Almost a year has gone by since I first saw a friend's wallet that was made from recycled seat belts. I had two thoughts at the time. "Nice wallet!" and "What a great idea!". It was only a few months after I had started writing this blog and I made a note, Urchin, in my phone to remind myself that it was something I would like to know more about. As I was scrolling through my ideas a few weeks ago I came across my notation and decided that it was well past time to get on it.
I found the Urchin Bags website and was surprised to see the variety of products available for purchase. I continued to the Etsy site and found many great styles of wallets, change purses, bags and more. A couple of them even had the seat belt buckle for a closure. I easily found a couple of items on the site that appealed to me, finally decided on one, and was looking at my shipping options when I realized that the maker of these unique products lives reasonably close to me. I sent an email to Clare, the creator of Urchin Bags, and happily she agreed that I could pick up my bag in person and chat with her.
We had an impressive wind storm over much of Vancouver Island last night so when I arrived at Clare's workspace the power was out. Fortunately there was enough light coming through the windows that I could still see her set-up and choose my bag. I had another few moments of indecision as I saw the bags she had available, but in the end I stuck with my first choice. It is big enough to carry around everything I need, plus a book, and a bit more. The strap is adjustable so I can throw it diagonally across my shoulders. Here it is...
As you can see the outside, including the strap, is made of a variety of colours of seat belts. The inside is made of scrap material from an upholstery shop. It has a little magnetic closure that you can see in the second picture, and three pockets sewn inside. Two pockets, of slightly differing size, are big enough to fit a standard size cell phone or wallet with room to spare, while the narrow, centre pocket is designed for a pen. I am looking forward to moving everything over from my standard shoulder bag tonight, minus all of the useless paper and receipts of course.

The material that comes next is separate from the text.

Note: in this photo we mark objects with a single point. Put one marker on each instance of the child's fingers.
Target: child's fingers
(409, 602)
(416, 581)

The other bag that I really liked was slightly wider at the bottom and had a flap that folded right over the top. The colours were slightly darker, including more of the dark blue and burgundy, and it was partially made with some bicycle tire inner tube material, which I think has a nice, sturdy feel to it. One of these days, when my kids are past the age of pencil boxes, I would like to get them one of Clare's "peata pockets", which are a combination of bike tire inner tubes and scrap vinyl.
About five years ago Clare spent some time travelling through Spain and was inspired to make herself a courier style bag after noticing many people carrying around billboard bags. (I had never heard of a billboard bag so I looked it up on Google and found many sites for companies that use old billboard advertisements to create bags and banners). When she returned from Spain she bought a sewing machine and taught herself how to sew. While she started with scrap banner materials, similar to those you might find on a billboard, she found them a bit shiny for her liking and started looking into other options. At this time Clare's products are made from many different materials including seat belts, bicycle tire inner tubes, scrap vinyl, old banners and boating materials. On the back wall of her work space she has a rainbow of seat belts hanging on a multi-rowed rack next to a bundle of bicycle inner tubes waiting to be cut open and cleaned. She also has large totes full of materials from her various sources stacked on the floor in her workroom and more in an adjoining space behind.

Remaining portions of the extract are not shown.